Acquistare una casa in Italia a prezzo scontato

Acquistare una casa in Italia a prezzo scontato

Acquistare un immobile in Italia con uno sconto: in media, si può risparmiare quasi l'8%

Secondo le ultime ricerche del think tank Tecnocasa, nella seconda metà del 2025 lo sconto medio sull'acquisto di un immobile in Italia è stato del 7,7%. Questo dato è quasi in linea con lo stesso periodo del 2024 (7,8%). Tale stabilità indica che il mercato immobiliare ha raggiunto una certa maturità: venditori e acquirenti negoziano entro i limiti di regole consolidate e l'entità della possibile contrattazione è diventata piuttosto prevedibile.

L'età dell'immobile e l'efficienza energetica giocano un ruolo chiave

L'entità dello sconto dipende in larga misura dalle condizioni dell'immobile. La maggiore contrattazione è possibile acquistando un immobile da ristrutturare: in questo caso lo sconto medio raggiunge il 7,9%. Per appartamenti e case ristrutturati, questa cifra è del 7,7%, mentre per i nuovi edifici è solo del 4,5%.

Il motivo è ovvio: gli acquirenti di immobili che necessitano di ammodernamento tengono conto dei futuri costi di riparazione e cercano di compensarli attraverso un prezzo di acquisto inferiore.

Anche la classe energetica dell'edificio ha un impatto significativo. Gli immobili di classe A, che si distinguono per l'elevata efficienza energetica, vengono venduti con uno sconto medio del 5,1%. Per gli alloggi di classe G, al contrario, lo sconto medio raggiunge l'8,5%. Con l'aumento dei prezzi dell'energia e l'inasprimento dei requisiti europei in materia di efficienza energetica, questo divario potrebbe ampliarsi.

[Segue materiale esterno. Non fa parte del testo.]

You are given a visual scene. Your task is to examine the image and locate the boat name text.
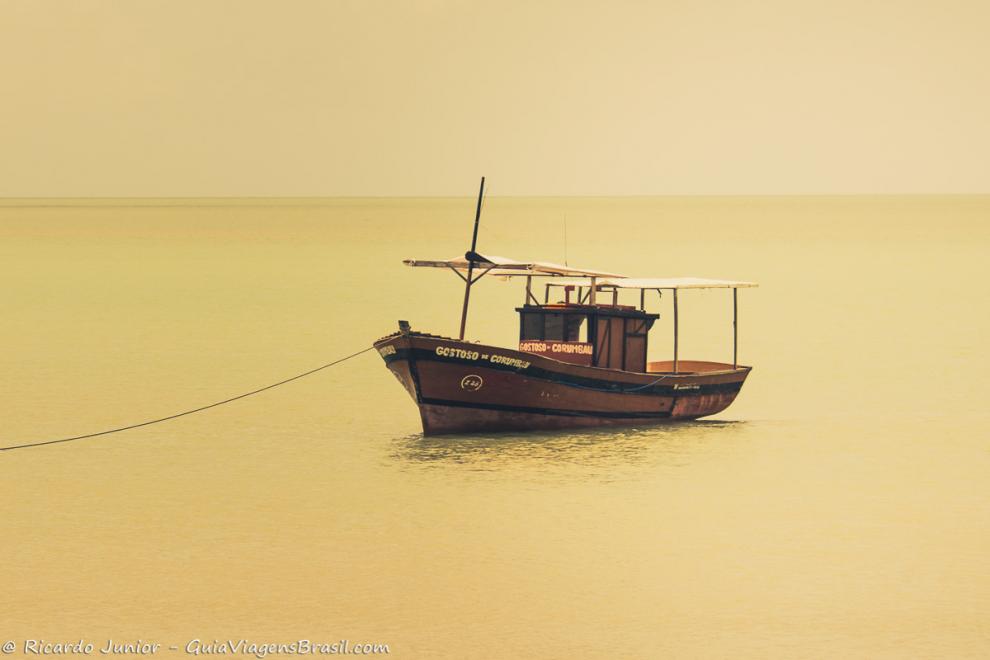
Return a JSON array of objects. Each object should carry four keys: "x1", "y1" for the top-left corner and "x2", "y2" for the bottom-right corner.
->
[
  {"x1": 436, "y1": 346, "x2": 531, "y2": 369},
  {"x1": 519, "y1": 341, "x2": 591, "y2": 355}
]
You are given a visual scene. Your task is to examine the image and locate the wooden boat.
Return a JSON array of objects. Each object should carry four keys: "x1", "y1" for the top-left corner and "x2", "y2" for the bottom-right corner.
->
[{"x1": 374, "y1": 179, "x2": 756, "y2": 435}]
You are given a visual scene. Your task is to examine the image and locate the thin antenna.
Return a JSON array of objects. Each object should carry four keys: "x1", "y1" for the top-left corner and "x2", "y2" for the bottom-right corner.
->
[
  {"x1": 564, "y1": 218, "x2": 570, "y2": 266},
  {"x1": 459, "y1": 177, "x2": 485, "y2": 339}
]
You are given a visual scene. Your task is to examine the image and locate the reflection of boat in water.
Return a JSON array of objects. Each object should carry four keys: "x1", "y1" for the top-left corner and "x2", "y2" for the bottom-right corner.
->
[{"x1": 375, "y1": 179, "x2": 756, "y2": 435}]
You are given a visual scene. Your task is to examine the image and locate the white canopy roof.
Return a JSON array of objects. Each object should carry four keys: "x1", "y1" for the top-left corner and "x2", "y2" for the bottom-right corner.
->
[
  {"x1": 554, "y1": 277, "x2": 759, "y2": 290},
  {"x1": 402, "y1": 250, "x2": 624, "y2": 279},
  {"x1": 598, "y1": 277, "x2": 759, "y2": 289}
]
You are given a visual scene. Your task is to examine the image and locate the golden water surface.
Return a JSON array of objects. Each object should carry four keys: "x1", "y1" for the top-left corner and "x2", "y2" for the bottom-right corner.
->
[{"x1": 0, "y1": 197, "x2": 990, "y2": 659}]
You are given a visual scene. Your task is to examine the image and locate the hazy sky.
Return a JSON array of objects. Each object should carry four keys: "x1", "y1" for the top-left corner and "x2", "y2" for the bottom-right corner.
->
[{"x1": 0, "y1": 0, "x2": 990, "y2": 197}]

Immobili da investimento: maggiore potere contrattuale

L'acquisto di immobili allo scopo di affittarli o di ricavarne un reddito da investimento è solitamente accompagnato da sconti maggiori. In questo segmento, il livello medio di negoziazione raggiunge il 10,8%, un valore significativamente superiore alla media di mercato. Gli investitori si concentrano principalmente sulla redditività futura dell'immobile e spesso hanno posizioni negoziali più forti. Pertanto, i piccoli monolocali e gli alloggi economici, particolarmente richiesti dagli investitori, vengono venduti con sconti rispettivamente di circa il 9,8% e il 9,7%. Anche la posizione dell'appartamento nell'edificio è interessante. Gli immobili al piano terra si deprezzano in media dell'8,4% durante la fase di negoziazione. Tuttavia, se è presente un giardino o un cortile privato, lo sconto si riduce al 6,9%. Italiano: Gli appartamenti ai piani alti e gli attici rimangono i più richiesti, quindi lo sconto qui è solo del 7,4% e del 7,0% rispettivamente.

Va notato che i prezzi di partenza sono solitamente determinati da agenti immobiliari professionisti tenendo conto della situazione del mercato locale, quindi per gli immobili più richiesti, il margine per una seria contrattazione è inizialmente limitato.

Grandi città: Milano e Bologna dimostrano stabilità, Palermo in testa per gli sconti

Nella seconda metà del 2025, lo sconto medio nelle maggiori città italiane è stato del 7,8%, leggermente inferiore alla cifra del 2024 (8,1%). Ciò è dovuto alla scarsità di offerta e alla crescente domanda di alloggi di alta qualità, pronti per essere occupati.

Si notano differenze notevoli tra le città. Bologna rimane il mercato più stabile e liquido, con uno sconto medio di appena il 5%. A Milano, questa cifra raggiunge il 6,2%, e a Roma, si aggira intorno al 7,1%.

All'estremo opposto, Palermo offre agli acquirenti una riduzione media di prezzo del 10,8%. Ciò indica un equilibrio più complesso tra domanda e offerta, nonché la necessità di aggiustamenti più significativi ai prezzi iniziali durante le trattative.